Galena Rhoades, a clinical psychologist and research professor at the University of Denver, said it can be helpful for couples to have “mini-assessments” or “check-ins” where they ask themselves questions like: Are we happy with how things are going ? ?

Experts sometimes recommend checking in as often as every day, but the general idea is to have them often enough so you can “make those smaller adjustments along the way,” said Dr. Rhodes.

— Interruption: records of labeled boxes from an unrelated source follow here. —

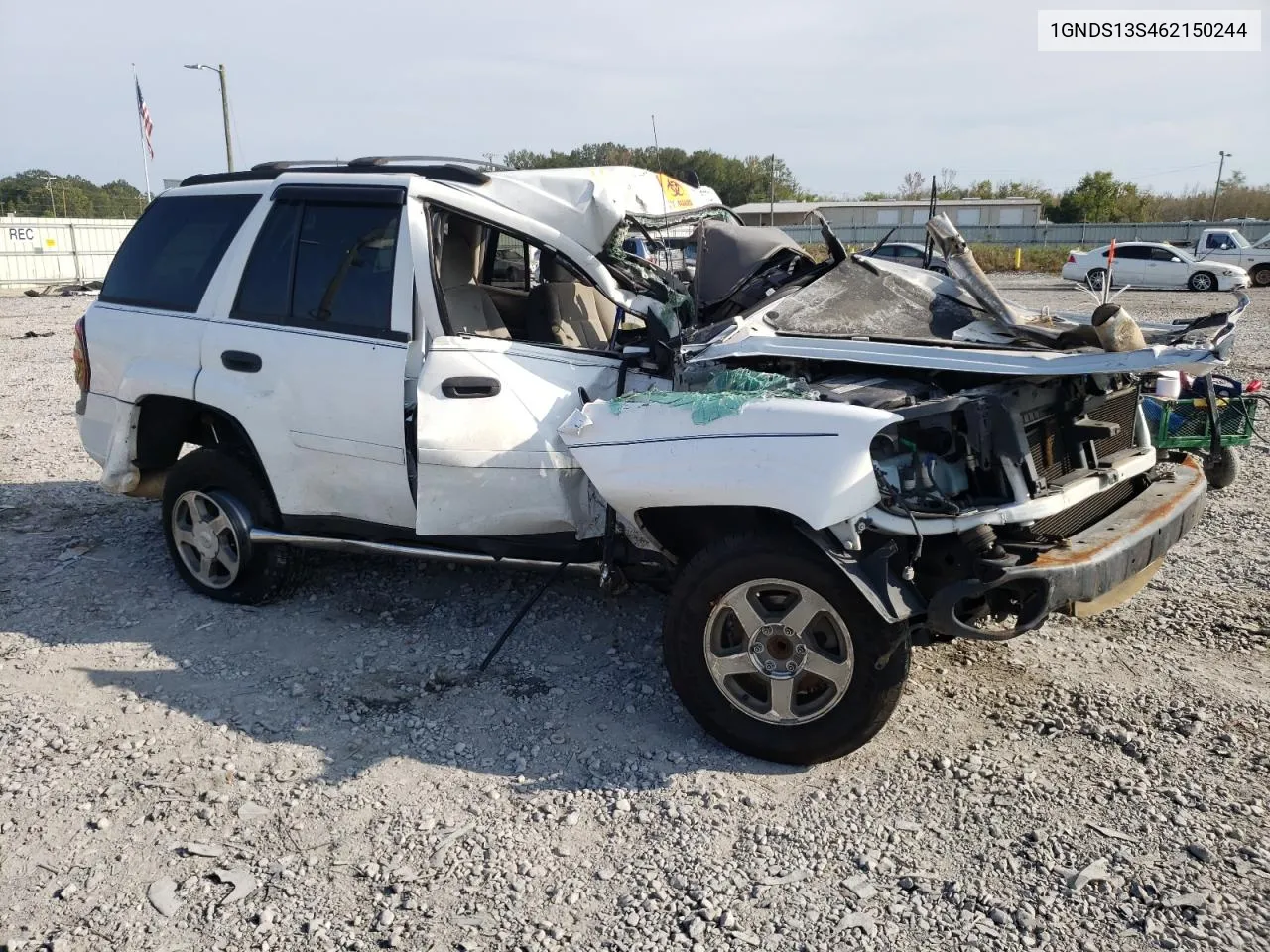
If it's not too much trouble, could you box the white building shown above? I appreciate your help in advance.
[733,198,1042,227]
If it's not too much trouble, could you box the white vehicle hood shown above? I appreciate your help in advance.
[475,165,724,254]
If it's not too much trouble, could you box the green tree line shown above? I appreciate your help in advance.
[0,161,1270,228]
[0,169,145,218]
[883,169,1270,223]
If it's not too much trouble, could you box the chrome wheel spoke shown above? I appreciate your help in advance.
[216,543,237,575]
[169,490,242,589]
[706,649,756,678]
[722,588,763,638]
[803,650,854,690]
[781,589,829,635]
[768,678,794,721]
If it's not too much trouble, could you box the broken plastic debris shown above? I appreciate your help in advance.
[239,799,269,822]
[146,877,181,916]
[185,843,225,857]
[212,867,255,906]
[608,368,817,426]
[1068,860,1110,892]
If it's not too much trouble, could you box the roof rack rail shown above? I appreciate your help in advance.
[181,156,489,186]
[348,155,508,172]
[251,159,340,172]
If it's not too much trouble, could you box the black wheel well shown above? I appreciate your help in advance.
[133,394,272,484]
[636,505,807,565]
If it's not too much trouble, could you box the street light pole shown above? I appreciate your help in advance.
[1207,149,1234,221]
[186,63,234,172]
[45,176,59,218]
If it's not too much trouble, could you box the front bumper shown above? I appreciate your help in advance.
[927,457,1207,639]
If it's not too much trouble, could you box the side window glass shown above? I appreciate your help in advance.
[489,235,530,291]
[100,195,260,313]
[230,202,304,323]
[291,203,401,334]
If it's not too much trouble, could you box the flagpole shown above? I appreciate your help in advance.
[132,63,150,204]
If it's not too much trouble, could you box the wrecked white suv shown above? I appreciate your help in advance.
[76,159,1247,763]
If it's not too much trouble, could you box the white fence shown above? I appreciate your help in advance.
[781,221,1270,249]
[0,218,132,287]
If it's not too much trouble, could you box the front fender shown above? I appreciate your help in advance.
[559,391,901,530]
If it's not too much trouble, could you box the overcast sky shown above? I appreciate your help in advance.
[0,0,1270,195]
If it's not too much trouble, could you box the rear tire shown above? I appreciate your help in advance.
[1187,272,1216,291]
[662,532,911,765]
[163,448,301,606]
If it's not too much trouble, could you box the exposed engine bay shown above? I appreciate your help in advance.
[560,216,1229,640]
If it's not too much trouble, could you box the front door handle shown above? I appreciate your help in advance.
[441,377,503,400]
[221,350,260,373]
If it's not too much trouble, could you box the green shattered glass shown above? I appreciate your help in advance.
[608,368,817,426]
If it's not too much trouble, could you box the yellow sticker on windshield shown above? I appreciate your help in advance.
[657,172,693,208]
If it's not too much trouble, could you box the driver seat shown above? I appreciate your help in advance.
[531,250,617,350]
[441,214,512,340]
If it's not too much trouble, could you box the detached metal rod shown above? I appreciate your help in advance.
[480,562,569,674]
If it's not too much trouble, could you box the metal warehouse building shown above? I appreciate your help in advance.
[733,198,1040,228]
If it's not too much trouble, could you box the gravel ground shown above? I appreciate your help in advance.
[0,276,1270,952]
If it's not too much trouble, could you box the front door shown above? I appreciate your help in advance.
[416,335,618,536]
[194,185,414,530]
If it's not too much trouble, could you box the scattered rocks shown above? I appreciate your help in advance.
[212,867,257,906]
[1068,858,1110,892]
[237,799,269,822]
[182,843,225,858]
[146,877,182,917]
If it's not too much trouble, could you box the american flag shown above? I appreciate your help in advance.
[132,77,155,159]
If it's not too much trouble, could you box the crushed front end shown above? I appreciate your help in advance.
[830,377,1206,639]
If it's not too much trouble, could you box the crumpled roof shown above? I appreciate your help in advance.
[470,165,722,254]
[694,221,811,308]
[763,258,984,343]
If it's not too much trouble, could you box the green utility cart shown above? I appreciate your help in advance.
[1142,387,1265,489]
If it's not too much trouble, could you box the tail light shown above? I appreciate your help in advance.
[75,317,92,396]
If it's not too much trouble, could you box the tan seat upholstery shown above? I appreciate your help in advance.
[541,254,617,350]
[441,216,512,340]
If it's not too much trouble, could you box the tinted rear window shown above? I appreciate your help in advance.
[100,195,260,313]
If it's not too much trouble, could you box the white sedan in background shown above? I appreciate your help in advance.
[1063,241,1248,291]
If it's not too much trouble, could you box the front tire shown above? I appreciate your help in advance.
[662,532,909,765]
[163,448,300,606]
[1187,272,1216,291]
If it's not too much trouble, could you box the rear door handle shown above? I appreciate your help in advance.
[441,377,503,400]
[221,350,260,373]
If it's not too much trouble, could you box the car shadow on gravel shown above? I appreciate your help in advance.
[0,482,794,789]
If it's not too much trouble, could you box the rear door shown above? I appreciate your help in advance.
[1111,245,1151,287]
[1142,248,1190,289]
[195,185,414,531]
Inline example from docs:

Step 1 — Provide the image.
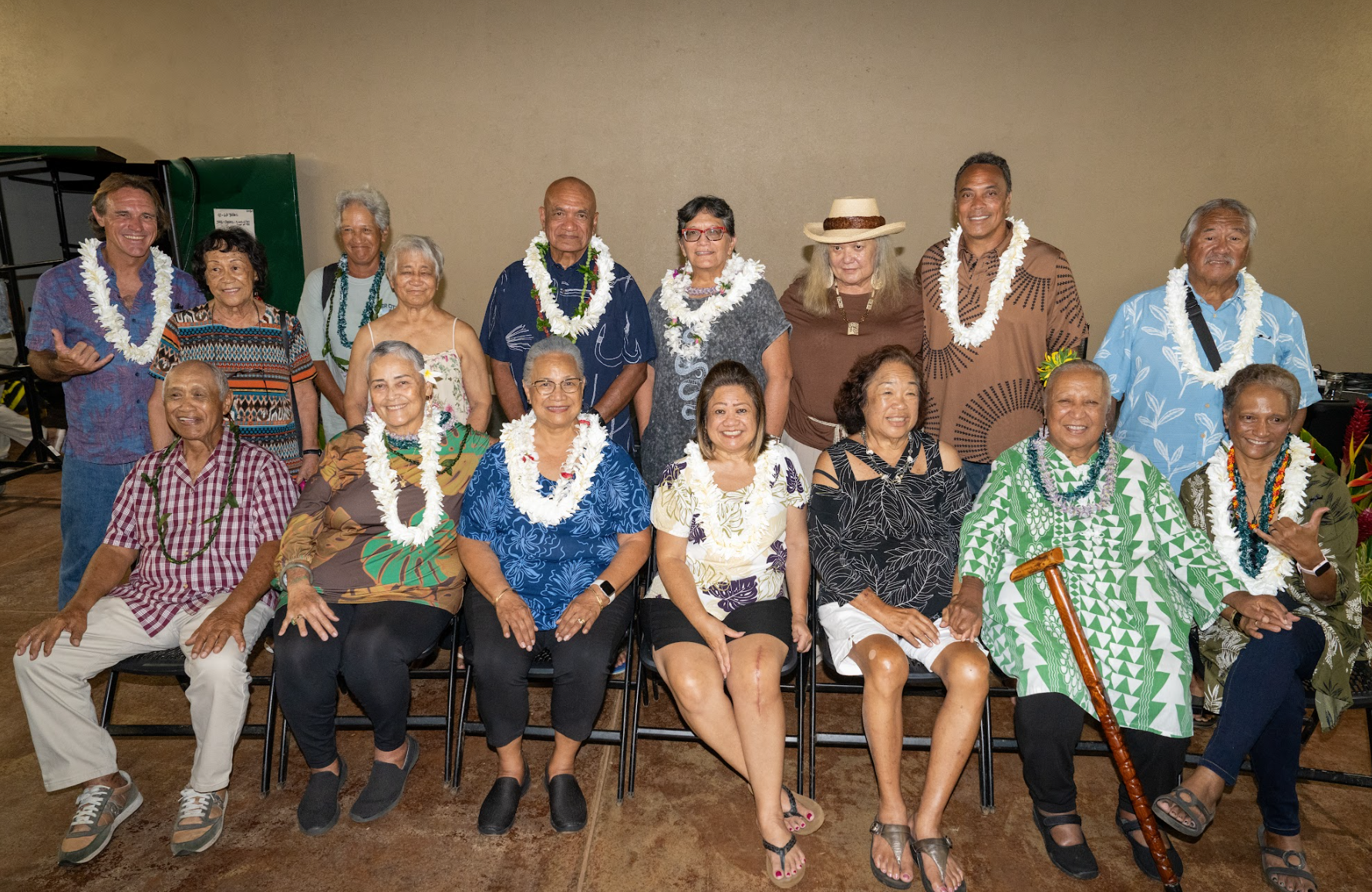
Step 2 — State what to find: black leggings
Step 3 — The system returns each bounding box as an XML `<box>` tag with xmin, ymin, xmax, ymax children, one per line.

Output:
<box><xmin>1015</xmin><ymin>693</ymin><xmax>1191</xmax><ymax>814</ymax></box>
<box><xmin>276</xmin><ymin>601</ymin><xmax>453</xmax><ymax>769</ymax></box>
<box><xmin>463</xmin><ymin>593</ymin><xmax>634</xmax><ymax>746</ymax></box>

The relationship experts who spoke to The Times did not work with Mr de Blasio and Ms McCray and did not want to speculate on what contributed to the end of their relationship. However, Ms Earnshaw noted that the partners both described how outside pressures and demands on their time drew them away from each other.

It may sound obvious, but sometimes couples need to be reminded that it takes energy to keep romantic relationships romantic, Ms Earnshaw said – although she acknowledged how challenging that was for anyone dealing with the myriad pressures of work, parenting and other stressors of modern times. to live. (Dr. Rhoades also noted that Mr. de Blasio and Mrs. McCray were in a privileged situation, both financially and in terms of community support and resources, which may make the breakup easier.)

Still, couples should strive to “constantly assess” what’s important to them and do what they can to set limits and boundaries around the day-to-day tasks that take the energy out of their relationship, Ms Earnshaw said. She added that it might help to ask yourself first: What role do stress and busyness play in your lives together?

“If couples remain in a state of low energy with respect to the relationship,” said Ms. Earnshaw, “it becomes increasingly difficult to get out.”